Three Things We Learned From a City Exchange on Socio-Spatial Segregation

March 20, 2024
Findings from a GMF transatlantic city exchange point to the importance of cities in spatial decision-making, engaging with marginalized populations, and crafting a proactive and nuanced approach to data collection and analysis to guide investments and policy decisions.

GMF Cities’ Chicago-Torino Lab brought together ten people from each city for discussion and shared learning on disrupting the realities of socio-spatial segregation in cities. Chronic divestment, blatantly discriminatory regulation, individual and societal bias and discrimination, and barriers to opportunity all contribute to patterns of segregation in cities. This was an opportunity to move past the obvious differences in city and national histories and experiences, and to use Chicago- and Torino-based research as a jumping off point to examine the ways in which structures, systems, and policies create inequitable outcomes for residents by race, ethnicity, or country of origin. Most importantly, the participants discussed the changes that are necessary to counter the ongoing effects of biased policy and inequitable practice.

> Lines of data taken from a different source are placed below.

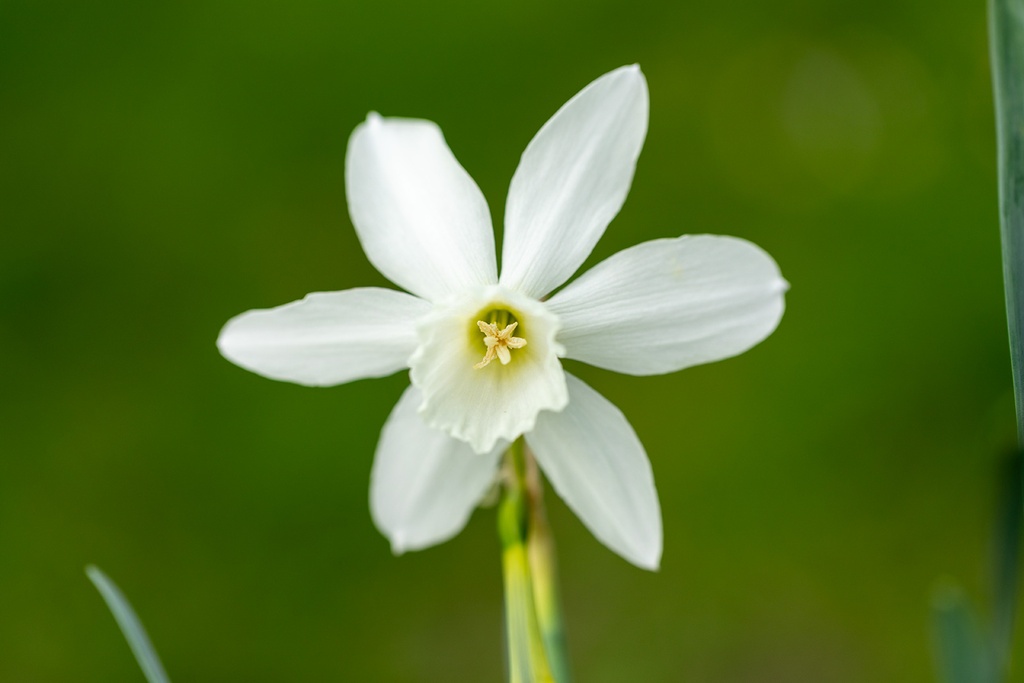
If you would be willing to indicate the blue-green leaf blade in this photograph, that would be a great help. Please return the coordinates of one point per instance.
(961, 651)
(130, 625)
(1007, 52)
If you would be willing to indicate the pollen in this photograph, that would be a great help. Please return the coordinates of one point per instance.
(499, 342)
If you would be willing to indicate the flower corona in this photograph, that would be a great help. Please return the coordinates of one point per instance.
(425, 225)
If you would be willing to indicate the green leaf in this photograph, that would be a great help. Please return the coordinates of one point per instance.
(1006, 563)
(130, 626)
(961, 651)
(1007, 52)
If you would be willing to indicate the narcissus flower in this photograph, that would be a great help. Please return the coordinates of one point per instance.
(483, 350)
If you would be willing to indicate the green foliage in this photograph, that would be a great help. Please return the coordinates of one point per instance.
(130, 626)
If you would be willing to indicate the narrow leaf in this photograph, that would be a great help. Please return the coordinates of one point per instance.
(130, 626)
(1007, 557)
(1007, 53)
(961, 653)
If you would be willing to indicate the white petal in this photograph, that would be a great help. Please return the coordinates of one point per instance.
(669, 304)
(327, 338)
(572, 180)
(422, 220)
(425, 484)
(594, 460)
(498, 401)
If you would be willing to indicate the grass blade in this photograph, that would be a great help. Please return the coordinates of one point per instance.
(1007, 52)
(1007, 548)
(130, 626)
(960, 649)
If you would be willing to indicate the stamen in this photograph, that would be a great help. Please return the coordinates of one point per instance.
(499, 342)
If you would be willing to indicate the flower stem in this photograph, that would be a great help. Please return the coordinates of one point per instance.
(535, 635)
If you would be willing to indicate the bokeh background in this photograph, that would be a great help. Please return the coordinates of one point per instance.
(165, 166)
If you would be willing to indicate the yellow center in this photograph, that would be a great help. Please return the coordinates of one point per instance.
(499, 341)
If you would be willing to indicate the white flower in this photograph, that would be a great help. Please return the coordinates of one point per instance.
(656, 307)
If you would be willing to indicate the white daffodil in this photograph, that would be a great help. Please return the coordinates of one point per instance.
(484, 349)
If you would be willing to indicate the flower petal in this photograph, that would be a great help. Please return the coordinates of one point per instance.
(327, 338)
(425, 484)
(572, 180)
(668, 304)
(495, 401)
(594, 460)
(422, 220)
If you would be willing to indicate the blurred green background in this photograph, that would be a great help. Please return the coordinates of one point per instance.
(165, 166)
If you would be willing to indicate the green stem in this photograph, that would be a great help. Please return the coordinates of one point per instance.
(541, 551)
(536, 650)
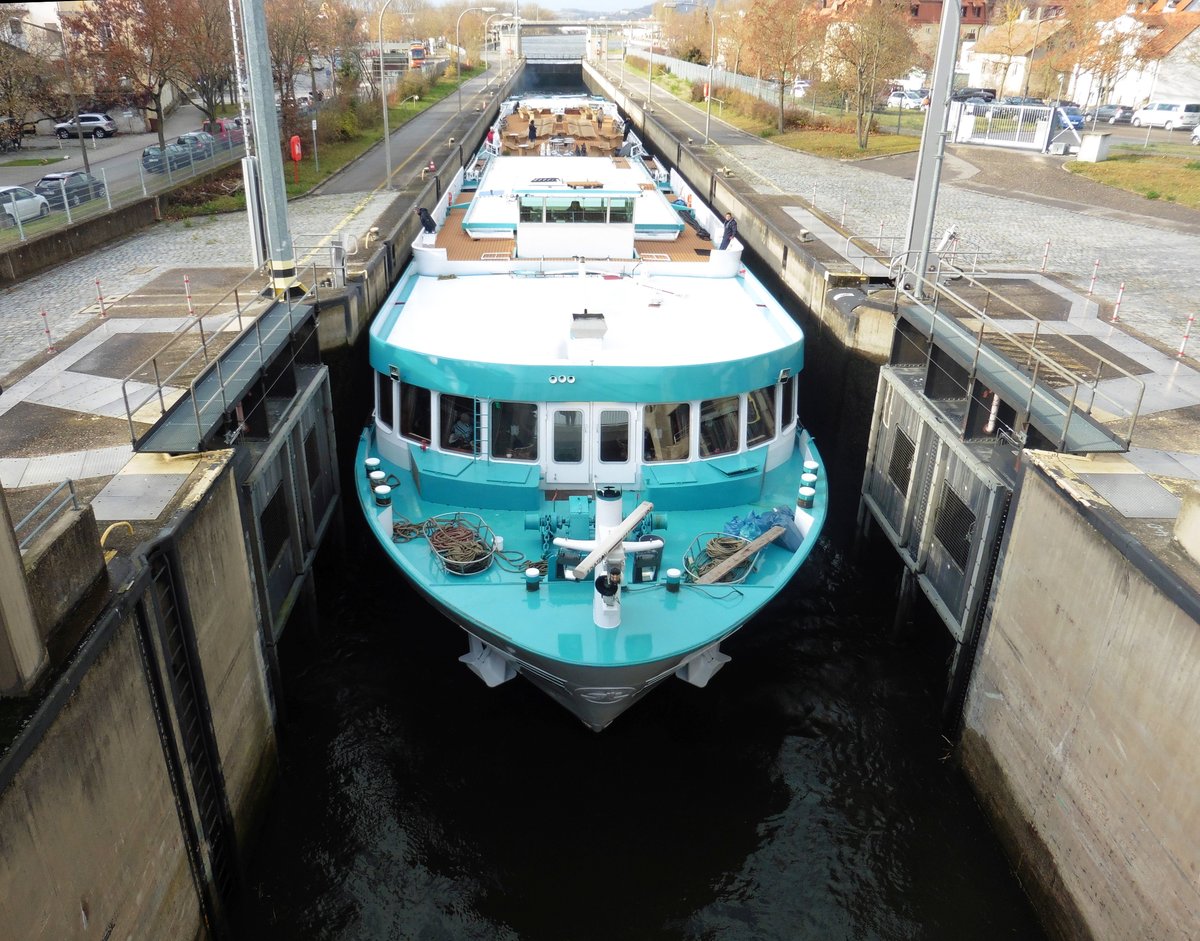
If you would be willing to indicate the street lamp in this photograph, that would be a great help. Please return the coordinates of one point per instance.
(75, 108)
(486, 27)
(712, 59)
(457, 48)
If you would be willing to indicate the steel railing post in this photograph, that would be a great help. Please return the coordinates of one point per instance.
(66, 203)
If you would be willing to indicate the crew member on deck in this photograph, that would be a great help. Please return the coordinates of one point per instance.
(731, 231)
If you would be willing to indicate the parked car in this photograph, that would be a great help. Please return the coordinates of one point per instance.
(905, 100)
(201, 144)
(177, 157)
(226, 131)
(1168, 114)
(88, 124)
(17, 202)
(1073, 114)
(973, 93)
(79, 187)
(1109, 113)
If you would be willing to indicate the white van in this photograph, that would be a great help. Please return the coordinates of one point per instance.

The following three opportunities surfaced in conversations between cities as areas for further action and investment. First, cities can play a key role in fostering a local culture of acceptance and inclusion, as well as in creating space for interaction. A lack of shared gathering places can be a major physical impediment to engaging across racial and ethnic community lines, leading to further spatial isolation among groups.

Second, an organized civil society plays a powerful role in establishing accountability and driving institutions towards change. Many Chicago groups have built strong, independent political power, something that is particularly profound for undocumented immigrants who amass political power through allyships with voting constituents. Torino’s local community nonprofit representatives noted their inability to critique and advocate for change due to their reliance on financial support from the city government. It matters who has leverage, and it matters what kind of leverage they must use.

Finally, disaggregated data can inform recommendations for addressing spatial segregation and barriers to opportunities. European data privacy laws can pose challenges for municipalities hoping to deepen their data-driven understanding of socio-spatial segregation and discrimination. However, Torino’s data clearly reveals lines of segregation for certain groups. The city’s declining population means that certain areas have significant vacancies, yet some residents—often migrants or those whose parents or grandparents migrated—remain cramped into crowded housing conditions in neighborhoods that have little to no available housing. The socio-spatial segregation and the policies and structures that keep people from moving to different neighborhoods produce barriers resulting in a segregation of opportunity that is passed down from generation to generation.

These findings point to key dynamics that cities should explore in their efforts to understand and disrupt patterns of socio-spatial segregation in their communities.